The Arduino and Raspberry Pi communities overlap more than you might think. Arduinos can be expanded to have network capabilities with a variety of "shields," all of which increase the cost and complexity of the system. By contrast, Raspberry Pis all run Linux, which is a very network-competent platform. The newest Pi, the Raspberry Pi Zero W, is WiFi and Bluetooth capable, and costs around $10 U.S. For network enabled gadgets, it makes far more sense to cross to the Raspberry PI platform, if only someone would make it easy to do. That's what this book is about.
You'll learn some survival level Linux system administration, so you know how to set the machine up and how to establish at least minimal security for your gadget. You''ll set up and learn the Geany IDE on your Pi, which is fairly similar to the Arduino IDE.

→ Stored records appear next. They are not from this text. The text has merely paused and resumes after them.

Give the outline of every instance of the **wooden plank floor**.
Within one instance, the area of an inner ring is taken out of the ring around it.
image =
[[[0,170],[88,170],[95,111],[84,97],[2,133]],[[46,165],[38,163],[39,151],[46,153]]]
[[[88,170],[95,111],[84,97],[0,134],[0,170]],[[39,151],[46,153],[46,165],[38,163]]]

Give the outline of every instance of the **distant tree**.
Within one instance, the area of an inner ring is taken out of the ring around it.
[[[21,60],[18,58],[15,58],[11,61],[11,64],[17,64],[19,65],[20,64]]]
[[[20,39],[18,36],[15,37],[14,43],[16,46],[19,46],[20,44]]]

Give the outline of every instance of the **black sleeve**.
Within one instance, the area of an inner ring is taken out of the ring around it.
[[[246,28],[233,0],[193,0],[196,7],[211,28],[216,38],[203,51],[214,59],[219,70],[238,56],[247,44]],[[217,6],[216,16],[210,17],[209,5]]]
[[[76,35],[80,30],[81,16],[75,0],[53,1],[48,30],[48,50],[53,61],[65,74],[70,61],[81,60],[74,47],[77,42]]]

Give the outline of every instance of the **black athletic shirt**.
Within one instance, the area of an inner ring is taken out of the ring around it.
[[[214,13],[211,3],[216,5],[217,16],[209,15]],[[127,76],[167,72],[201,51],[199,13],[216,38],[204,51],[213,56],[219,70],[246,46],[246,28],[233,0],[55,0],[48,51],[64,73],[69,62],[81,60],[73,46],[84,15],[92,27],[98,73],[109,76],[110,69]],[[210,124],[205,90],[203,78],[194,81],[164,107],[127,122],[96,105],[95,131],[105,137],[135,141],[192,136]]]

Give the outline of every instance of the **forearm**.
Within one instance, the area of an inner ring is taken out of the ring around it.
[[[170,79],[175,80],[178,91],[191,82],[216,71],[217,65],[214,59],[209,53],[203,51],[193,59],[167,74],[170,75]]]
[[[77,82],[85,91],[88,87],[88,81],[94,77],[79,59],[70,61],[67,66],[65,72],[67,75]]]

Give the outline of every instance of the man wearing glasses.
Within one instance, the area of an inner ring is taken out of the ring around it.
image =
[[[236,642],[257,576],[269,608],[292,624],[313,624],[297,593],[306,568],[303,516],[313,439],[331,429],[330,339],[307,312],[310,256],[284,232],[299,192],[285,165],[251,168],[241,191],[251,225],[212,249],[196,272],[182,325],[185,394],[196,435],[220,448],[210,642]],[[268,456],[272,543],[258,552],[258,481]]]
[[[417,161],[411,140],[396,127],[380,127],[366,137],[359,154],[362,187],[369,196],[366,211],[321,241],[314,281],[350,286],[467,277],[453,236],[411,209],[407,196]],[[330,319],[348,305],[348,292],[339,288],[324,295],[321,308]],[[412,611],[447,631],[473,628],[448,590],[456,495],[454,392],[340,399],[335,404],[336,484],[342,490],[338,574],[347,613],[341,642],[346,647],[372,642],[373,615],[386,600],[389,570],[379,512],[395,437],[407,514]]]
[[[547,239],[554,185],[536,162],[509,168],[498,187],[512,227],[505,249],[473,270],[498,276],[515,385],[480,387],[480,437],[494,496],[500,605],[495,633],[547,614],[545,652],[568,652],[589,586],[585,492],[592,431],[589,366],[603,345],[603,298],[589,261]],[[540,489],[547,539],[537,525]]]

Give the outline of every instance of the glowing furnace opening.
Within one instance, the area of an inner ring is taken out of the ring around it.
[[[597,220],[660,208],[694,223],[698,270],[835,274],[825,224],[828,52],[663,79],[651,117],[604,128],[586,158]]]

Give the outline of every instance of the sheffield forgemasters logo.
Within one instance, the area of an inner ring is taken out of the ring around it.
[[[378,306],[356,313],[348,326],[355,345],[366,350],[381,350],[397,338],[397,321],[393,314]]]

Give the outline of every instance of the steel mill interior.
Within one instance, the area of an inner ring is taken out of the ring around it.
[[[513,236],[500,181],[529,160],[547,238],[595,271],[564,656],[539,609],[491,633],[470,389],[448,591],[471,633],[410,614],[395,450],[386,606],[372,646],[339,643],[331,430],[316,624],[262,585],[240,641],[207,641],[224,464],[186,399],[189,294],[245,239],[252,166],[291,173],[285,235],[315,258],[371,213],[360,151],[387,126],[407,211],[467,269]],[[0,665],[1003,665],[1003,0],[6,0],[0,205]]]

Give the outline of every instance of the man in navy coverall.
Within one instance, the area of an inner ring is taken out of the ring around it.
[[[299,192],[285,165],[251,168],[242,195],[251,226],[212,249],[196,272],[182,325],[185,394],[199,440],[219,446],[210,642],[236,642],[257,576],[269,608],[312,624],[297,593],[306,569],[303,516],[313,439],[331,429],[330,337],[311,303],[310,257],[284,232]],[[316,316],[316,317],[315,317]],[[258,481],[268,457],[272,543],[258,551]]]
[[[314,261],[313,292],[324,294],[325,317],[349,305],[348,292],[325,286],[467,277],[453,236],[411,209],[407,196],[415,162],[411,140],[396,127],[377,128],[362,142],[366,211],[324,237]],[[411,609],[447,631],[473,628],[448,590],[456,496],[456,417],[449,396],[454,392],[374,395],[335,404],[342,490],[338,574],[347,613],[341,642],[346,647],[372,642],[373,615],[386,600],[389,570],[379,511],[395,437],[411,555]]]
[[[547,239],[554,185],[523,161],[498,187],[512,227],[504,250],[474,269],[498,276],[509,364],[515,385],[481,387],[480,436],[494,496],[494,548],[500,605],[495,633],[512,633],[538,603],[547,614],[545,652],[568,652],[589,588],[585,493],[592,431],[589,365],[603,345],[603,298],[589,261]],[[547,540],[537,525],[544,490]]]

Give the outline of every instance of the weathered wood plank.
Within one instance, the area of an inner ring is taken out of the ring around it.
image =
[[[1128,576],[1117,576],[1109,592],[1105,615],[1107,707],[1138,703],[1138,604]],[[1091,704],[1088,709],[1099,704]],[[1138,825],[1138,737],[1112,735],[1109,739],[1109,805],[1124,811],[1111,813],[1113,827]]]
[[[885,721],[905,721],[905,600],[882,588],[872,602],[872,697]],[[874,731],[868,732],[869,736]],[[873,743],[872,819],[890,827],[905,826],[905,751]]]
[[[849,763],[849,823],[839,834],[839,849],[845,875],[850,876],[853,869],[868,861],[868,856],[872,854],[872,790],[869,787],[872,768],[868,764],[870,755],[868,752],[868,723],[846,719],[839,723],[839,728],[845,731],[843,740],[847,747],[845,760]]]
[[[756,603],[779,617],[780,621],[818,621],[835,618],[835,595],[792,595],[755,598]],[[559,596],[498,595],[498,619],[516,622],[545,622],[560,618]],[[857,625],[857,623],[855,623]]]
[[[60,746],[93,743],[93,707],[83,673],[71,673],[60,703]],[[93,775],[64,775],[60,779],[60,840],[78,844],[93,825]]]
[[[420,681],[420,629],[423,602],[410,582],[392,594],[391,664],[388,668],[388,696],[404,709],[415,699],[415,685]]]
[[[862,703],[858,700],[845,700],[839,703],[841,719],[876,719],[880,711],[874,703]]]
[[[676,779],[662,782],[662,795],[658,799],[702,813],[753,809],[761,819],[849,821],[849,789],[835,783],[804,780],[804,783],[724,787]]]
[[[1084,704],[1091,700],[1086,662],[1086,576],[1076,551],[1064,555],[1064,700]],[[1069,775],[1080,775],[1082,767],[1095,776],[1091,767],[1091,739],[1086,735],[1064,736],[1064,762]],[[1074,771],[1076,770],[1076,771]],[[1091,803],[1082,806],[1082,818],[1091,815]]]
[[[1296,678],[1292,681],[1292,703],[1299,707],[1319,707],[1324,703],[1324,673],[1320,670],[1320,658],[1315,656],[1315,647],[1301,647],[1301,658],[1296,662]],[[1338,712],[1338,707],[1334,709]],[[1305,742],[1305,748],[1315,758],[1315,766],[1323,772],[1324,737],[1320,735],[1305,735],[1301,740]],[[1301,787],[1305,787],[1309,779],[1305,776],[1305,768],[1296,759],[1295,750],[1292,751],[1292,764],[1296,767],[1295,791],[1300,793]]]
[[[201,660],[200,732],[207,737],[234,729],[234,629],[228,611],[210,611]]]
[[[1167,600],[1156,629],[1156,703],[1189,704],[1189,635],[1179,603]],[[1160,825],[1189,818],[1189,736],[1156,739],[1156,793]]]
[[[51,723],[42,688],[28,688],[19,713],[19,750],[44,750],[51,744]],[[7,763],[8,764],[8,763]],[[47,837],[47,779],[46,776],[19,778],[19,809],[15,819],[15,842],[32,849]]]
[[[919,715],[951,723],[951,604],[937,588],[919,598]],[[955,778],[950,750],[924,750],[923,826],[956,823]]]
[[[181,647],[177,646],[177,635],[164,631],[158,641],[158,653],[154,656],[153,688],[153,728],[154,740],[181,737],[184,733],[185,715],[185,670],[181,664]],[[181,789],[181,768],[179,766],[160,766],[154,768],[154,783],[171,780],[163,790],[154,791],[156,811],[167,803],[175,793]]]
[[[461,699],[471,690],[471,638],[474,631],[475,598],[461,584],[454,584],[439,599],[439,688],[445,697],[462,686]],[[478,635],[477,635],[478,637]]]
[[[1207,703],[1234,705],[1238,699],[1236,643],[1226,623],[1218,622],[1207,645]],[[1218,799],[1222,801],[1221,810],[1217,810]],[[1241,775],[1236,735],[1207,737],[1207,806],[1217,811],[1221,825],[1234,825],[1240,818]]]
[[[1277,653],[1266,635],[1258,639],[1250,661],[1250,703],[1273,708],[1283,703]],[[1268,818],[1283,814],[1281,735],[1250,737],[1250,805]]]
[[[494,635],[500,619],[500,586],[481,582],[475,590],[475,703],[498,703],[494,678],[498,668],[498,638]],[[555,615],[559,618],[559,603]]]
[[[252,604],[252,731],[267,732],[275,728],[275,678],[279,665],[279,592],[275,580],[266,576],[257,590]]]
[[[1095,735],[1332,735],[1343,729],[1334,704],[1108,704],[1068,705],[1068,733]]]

Where the two platforms overlap the most is the GPIO system. You'll see that several projects use and explain the WiringPi system. This is is deliberately similar to the Arduino's 'Wiring' functionality, which is how sketches interact with GPIO pins. You'll learn the differences between the GPIO pins of the two devices, and how the Pi has some limitations on those pins that the Arduino does not. As a final project, in an effort to escape some of those limitations, you'll attach an AtMEGA 328P to the Raspberry Pi and configure it as a real, 8MHz Arduino with the Arduino IDE running on the Pi, and learn how to have the two platforms communicate, giving you the best of both worlds.
What You'll Learn
- Establish security with Linux system administration
- Set up the Apache webserver
- Write CGI programs so other computers can connect to your Pi and pull data in from it.
- Use C/C++ from Arduino sketches to write programs for the Pi
The Arduino user who's been through all the tutorials and is comfortable writing sketches and connecting hardware to their Arduino.